Like the Beloved Prophet صَلَّى الـلّٰـهُ عَلَيْهِ وَاٰلِهٖ وَسَلَّم, he رَضِىَ الـلّٰـهُ عَـنْهُ was opposed to hoarding and consumerism. He would remind people that ‘The Messenger of Allah صَلَّى الـلّٰـهُ عَلَيْهِ وَاٰلِهٖ وَسَلَّم cursed those who hoard,’ and added ‘Have trust in Allah Almighty; do not rely on your excuses, because in many cases, excuses lead people to destruction,’ (Ansaab-ul-Ashraf, vol. 11, p. 55).
He رَضِىَ الـلّٰـهُ عَـنْهُ stated, ‘Perform actions solely for the sake of Allah عَزَّوَجَلَّ, for Allah عَزَّوَجَلَّ only accepts the deed which is sincere. Whenever one of you gives a gift to someone or pardons the mistake of another or maintains ties of kinship, he should never say: ‘This is for the sake of Allah عَزَّوَجَلَّ,’ because Allah عَزَّوَجَلَّ is aware of the state of the heart, (Tareekh Ibn-e-Asakir, vol. 24, p. 282).
A drought once struck Damascus while he رَضِىَ الـلّٰـهُ عَـنْهُ was the governor. So, he رَضِىَ الـلّٰـهُ عَـنْهُ instructed the Taabi’i Sayyiduna Yazid b. Aswad رَحْمَةُ الـلّٰـهِ عَلَيْه: ‘Be our intercessor in the court of Allah.’ Sayyiduna Yazid b. Aswad رَحْمَةُ الـلّٰـهِ عَلَيْه then supplicated: ‘O Allah! Your slaves wish to gain Your proximity through me, so grant them water.’ Only moments later, the clouds burst open with heavy rain - as though a flood was imminent, (Al-Ahaad wa Al-Masani, vol. 2, p. 136; Tareekh Ibn-e-Asakir, vol. 65, p. 113).
As a warrior
He رَضِىَ الـلّٰـهُ عَـنْهُ is from the brave leaders of Islam and valiant warriors, (Al-A’laam-lil-Zurqaali, vol. 3, p. 214), who participated in the conquest of Damascus, (Siyar A’lam-un-Nubala, vol. 4, p. 374).
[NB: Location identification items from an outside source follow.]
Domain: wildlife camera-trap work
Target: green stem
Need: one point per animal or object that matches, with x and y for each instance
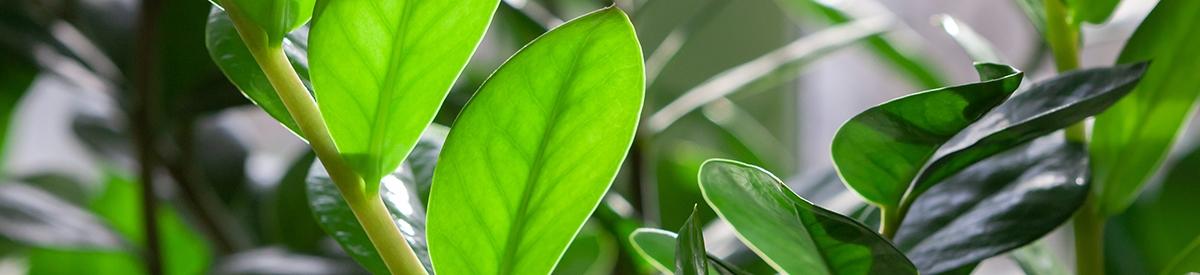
(367, 207)
(1089, 225)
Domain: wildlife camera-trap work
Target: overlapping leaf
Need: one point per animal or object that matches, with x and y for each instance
(790, 233)
(533, 153)
(382, 69)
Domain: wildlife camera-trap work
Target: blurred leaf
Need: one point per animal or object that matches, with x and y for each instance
(229, 52)
(563, 109)
(1132, 138)
(592, 252)
(276, 18)
(881, 150)
(1091, 11)
(690, 253)
(995, 205)
(976, 46)
(35, 217)
(791, 233)
(919, 70)
(378, 94)
(1037, 259)
(288, 219)
(335, 216)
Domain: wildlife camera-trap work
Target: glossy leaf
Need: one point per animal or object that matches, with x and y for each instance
(35, 217)
(690, 253)
(274, 17)
(790, 233)
(229, 52)
(534, 151)
(1043, 108)
(997, 204)
(339, 221)
(1131, 139)
(879, 151)
(382, 69)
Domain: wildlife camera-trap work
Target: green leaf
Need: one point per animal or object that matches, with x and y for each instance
(1091, 11)
(229, 52)
(997, 204)
(790, 233)
(335, 216)
(274, 17)
(35, 217)
(1043, 108)
(535, 149)
(690, 253)
(1131, 139)
(382, 69)
(879, 151)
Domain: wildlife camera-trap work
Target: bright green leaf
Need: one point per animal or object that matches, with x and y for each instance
(997, 204)
(690, 253)
(1131, 139)
(535, 149)
(274, 17)
(790, 233)
(229, 52)
(879, 151)
(382, 69)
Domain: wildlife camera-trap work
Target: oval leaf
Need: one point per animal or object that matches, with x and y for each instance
(1131, 141)
(790, 233)
(382, 70)
(229, 52)
(879, 151)
(535, 149)
(995, 205)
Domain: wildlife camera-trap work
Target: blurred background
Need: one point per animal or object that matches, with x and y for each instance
(71, 125)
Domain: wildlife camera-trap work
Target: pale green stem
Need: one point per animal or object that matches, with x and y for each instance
(367, 208)
(1089, 225)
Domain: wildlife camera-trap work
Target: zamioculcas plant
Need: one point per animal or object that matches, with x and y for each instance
(525, 165)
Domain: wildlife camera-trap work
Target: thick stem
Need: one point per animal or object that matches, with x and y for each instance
(367, 208)
(143, 120)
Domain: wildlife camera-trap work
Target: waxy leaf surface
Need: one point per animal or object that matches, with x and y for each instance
(535, 149)
(1131, 139)
(879, 151)
(997, 204)
(790, 233)
(382, 69)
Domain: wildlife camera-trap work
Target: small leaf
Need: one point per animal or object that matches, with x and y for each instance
(790, 233)
(997, 204)
(274, 17)
(690, 253)
(1131, 139)
(335, 216)
(382, 69)
(879, 151)
(534, 150)
(229, 52)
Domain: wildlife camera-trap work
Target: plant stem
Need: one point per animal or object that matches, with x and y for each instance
(367, 207)
(143, 120)
(1089, 225)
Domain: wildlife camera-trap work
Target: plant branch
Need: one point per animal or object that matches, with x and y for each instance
(367, 207)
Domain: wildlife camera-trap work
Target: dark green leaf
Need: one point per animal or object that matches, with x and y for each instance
(1132, 138)
(229, 52)
(382, 69)
(1045, 107)
(690, 253)
(335, 216)
(880, 151)
(790, 233)
(31, 216)
(534, 151)
(997, 204)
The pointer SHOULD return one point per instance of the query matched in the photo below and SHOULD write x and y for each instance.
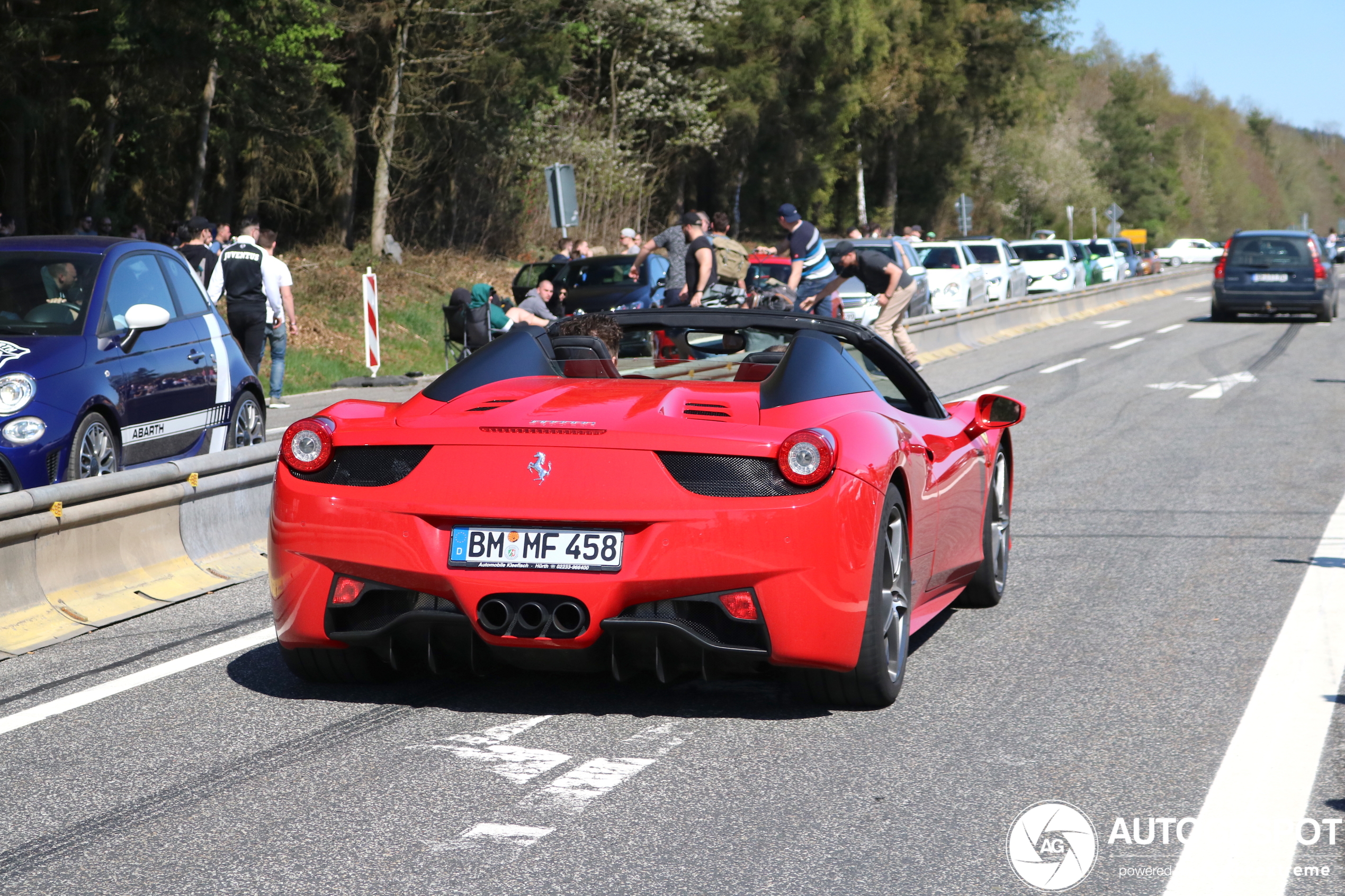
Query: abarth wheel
(248, 425)
(988, 586)
(881, 667)
(93, 452)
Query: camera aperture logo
(1052, 845)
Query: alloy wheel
(97, 452)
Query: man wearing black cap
(885, 280)
(197, 250)
(238, 276)
(698, 263)
(810, 269)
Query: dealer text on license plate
(577, 550)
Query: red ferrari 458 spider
(796, 496)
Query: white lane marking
(973, 397)
(516, 763)
(133, 680)
(1062, 366)
(1244, 840)
(1223, 383)
(576, 789)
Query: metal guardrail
(81, 555)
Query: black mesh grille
(729, 476)
(369, 465)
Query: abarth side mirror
(139, 319)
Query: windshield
(1042, 251)
(1266, 251)
(600, 273)
(940, 257)
(46, 293)
(985, 254)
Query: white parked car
(1189, 251)
(957, 280)
(1110, 260)
(1052, 268)
(1005, 277)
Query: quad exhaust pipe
(532, 617)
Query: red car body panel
(808, 558)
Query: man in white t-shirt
(280, 313)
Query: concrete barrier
(950, 333)
(81, 555)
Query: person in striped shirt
(810, 269)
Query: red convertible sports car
(794, 497)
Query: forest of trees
(342, 120)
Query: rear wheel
(877, 676)
(349, 667)
(988, 587)
(93, 452)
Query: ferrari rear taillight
(346, 590)
(739, 605)
(307, 445)
(808, 457)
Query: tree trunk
(208, 100)
(15, 170)
(103, 170)
(861, 209)
(385, 140)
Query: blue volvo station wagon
(112, 358)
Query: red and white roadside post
(373, 358)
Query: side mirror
(996, 413)
(139, 319)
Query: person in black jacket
(238, 277)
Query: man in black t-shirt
(701, 268)
(197, 249)
(885, 280)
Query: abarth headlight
(16, 390)
(24, 430)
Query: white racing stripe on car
(214, 417)
(1062, 366)
(223, 378)
(133, 680)
(1244, 841)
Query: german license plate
(576, 550)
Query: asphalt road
(1159, 542)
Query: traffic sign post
(561, 198)
(1114, 214)
(963, 207)
(373, 355)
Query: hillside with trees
(342, 120)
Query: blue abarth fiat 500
(111, 358)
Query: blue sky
(1276, 56)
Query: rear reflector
(739, 605)
(347, 590)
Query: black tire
(876, 679)
(349, 667)
(248, 422)
(988, 586)
(95, 449)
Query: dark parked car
(596, 284)
(1267, 271)
(111, 358)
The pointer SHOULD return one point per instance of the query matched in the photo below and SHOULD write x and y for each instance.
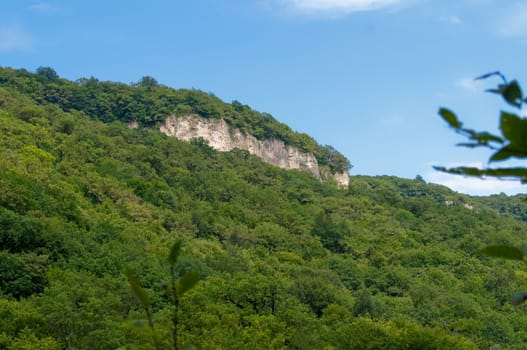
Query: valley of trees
(285, 261)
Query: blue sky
(366, 76)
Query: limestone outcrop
(223, 138)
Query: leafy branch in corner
(512, 143)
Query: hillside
(286, 262)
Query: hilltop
(286, 261)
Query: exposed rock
(221, 137)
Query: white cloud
(473, 185)
(516, 23)
(43, 7)
(450, 19)
(14, 39)
(391, 120)
(336, 7)
(469, 84)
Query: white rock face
(221, 137)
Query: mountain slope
(285, 261)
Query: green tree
(512, 143)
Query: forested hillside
(285, 262)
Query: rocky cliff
(221, 137)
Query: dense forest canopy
(285, 262)
(149, 103)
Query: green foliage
(150, 103)
(503, 251)
(511, 144)
(285, 261)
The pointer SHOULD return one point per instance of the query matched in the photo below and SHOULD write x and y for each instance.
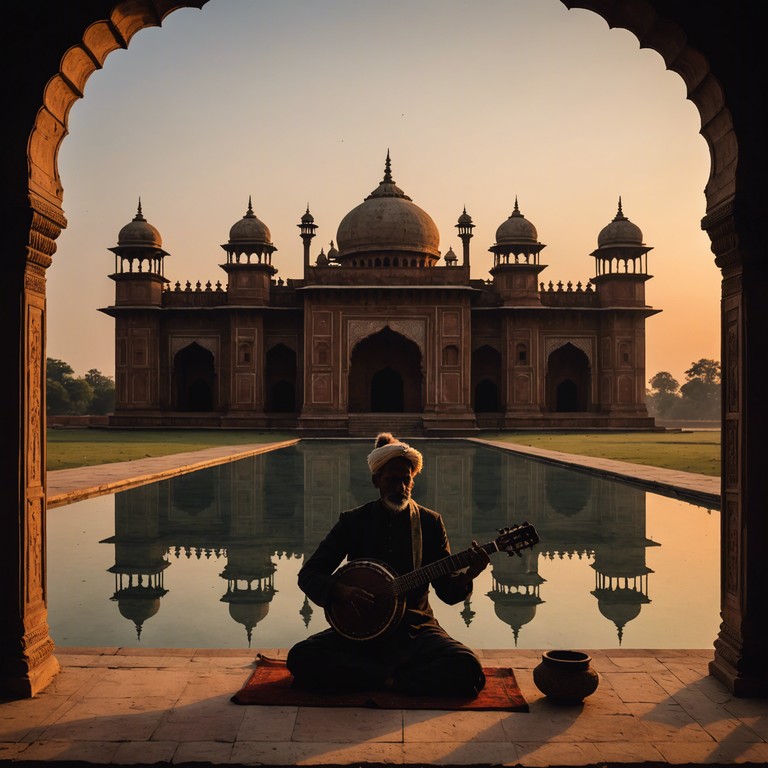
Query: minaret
(465, 227)
(307, 229)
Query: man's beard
(396, 502)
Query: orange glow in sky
(296, 102)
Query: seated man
(415, 656)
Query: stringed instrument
(366, 623)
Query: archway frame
(56, 59)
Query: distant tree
(58, 375)
(698, 399)
(663, 398)
(66, 394)
(701, 392)
(103, 392)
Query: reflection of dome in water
(138, 609)
(387, 220)
(249, 615)
(620, 606)
(515, 609)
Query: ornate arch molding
(668, 39)
(101, 37)
(557, 342)
(413, 329)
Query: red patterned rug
(270, 684)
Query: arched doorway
(280, 379)
(691, 39)
(387, 392)
(486, 380)
(568, 380)
(194, 375)
(385, 375)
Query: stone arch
(194, 377)
(486, 380)
(568, 380)
(75, 43)
(385, 375)
(280, 379)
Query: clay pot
(566, 677)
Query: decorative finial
(388, 168)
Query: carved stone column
(741, 661)
(27, 663)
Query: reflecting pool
(209, 559)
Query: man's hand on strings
(478, 561)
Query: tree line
(70, 395)
(698, 399)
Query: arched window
(451, 355)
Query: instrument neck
(427, 573)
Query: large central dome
(387, 221)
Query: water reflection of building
(244, 513)
(515, 590)
(140, 558)
(576, 515)
(282, 504)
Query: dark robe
(417, 656)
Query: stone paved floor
(142, 706)
(121, 707)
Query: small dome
(517, 229)
(465, 218)
(621, 231)
(139, 232)
(250, 229)
(388, 220)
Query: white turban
(395, 449)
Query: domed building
(382, 327)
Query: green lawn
(69, 448)
(686, 451)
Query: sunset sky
(296, 102)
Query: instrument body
(376, 621)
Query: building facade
(382, 324)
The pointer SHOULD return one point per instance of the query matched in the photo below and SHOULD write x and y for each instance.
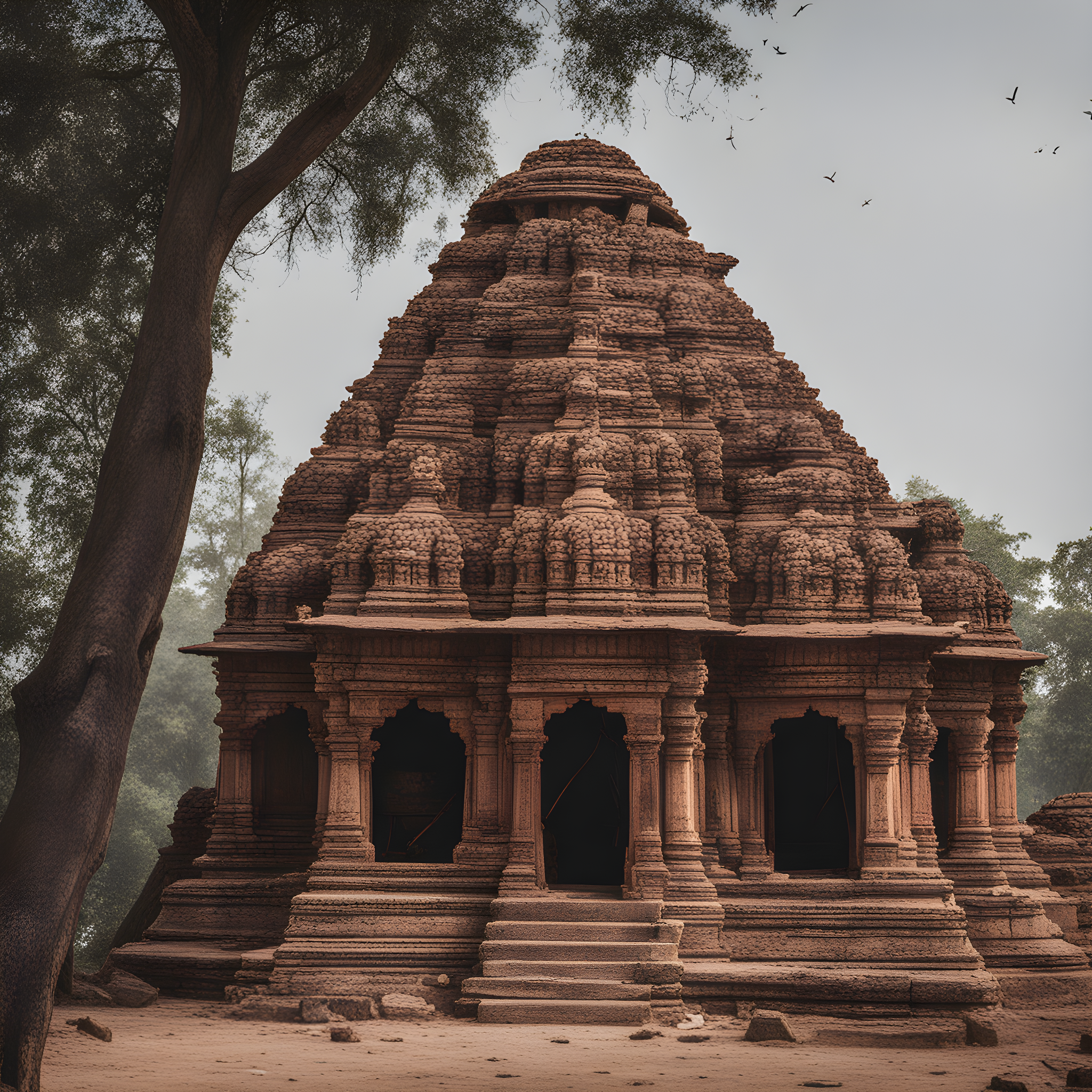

During the civil war, he supported Sayyiduna Ameer Mu’awiyah رَضِىَ الـلّٰـهُ عَـنْهُ in the Battle of Siffin, (Al-A’laam-lil-Zurqaali, vol. 3, p. 214). He رَضِىَ الـلّٰـهُ عَـنْهُ became the governor of Kufa in 53 AH. In 57 AH, he رَضِىَ الـلّٰـهُ عَـنْهُ was appointed as the governor of Damascus, (Al-Istee’ab, vol. 2, p. 297).
He رَضِىَ الـلّٰـهُ عَـنْهُ led the funeral prayer of Sayyiduna Ameer Mu’awiyah رَضِىَ الـلّٰـهُ عَـنْهُ, (Siyar A’laam-un-Nubala, vol. 4, p. 375). In 64 AH, he رَضِىَ الـلّٰـهُ عَـنْهُ took the pledge of allegiance from the people of the Levant on behalf of Sayyiduna Abdullah b. al-Zubayr who had declared his caliphate in that year, (Al-Istee’ab, vol. 2, p. 297; Fath-ul-Baari, vol. 14, p. 60).
However, Marwan b. Hakam did not agree with this at all and started a war with him. But, realising Sayyiduna Dahak’s رَضِىَ الـلّٰـهُ عَـنْهُ military prowess and powerful cavalry and seeing that he could not win, he feigned a ceasefire with Sayyiduna Dahak رَضِىَ الـلّٰـهُ عَـنْهُ whose army immediately laid down their weapons. The cunning Marwan took advantage of this and suddenly attacked, (Al-Istee’ab, vol. 2, p. 298, summarised). It was during this battle, on the 15th Dhul Hijjah, 64 AH, in a place known as ‘Marj Rahit’ that he رَضِىَ الـلّٰـهُ عَـنْهُ embraced martyrdom, (Tabqat Ibn-e-Sa’d, vol. 7, p. 288).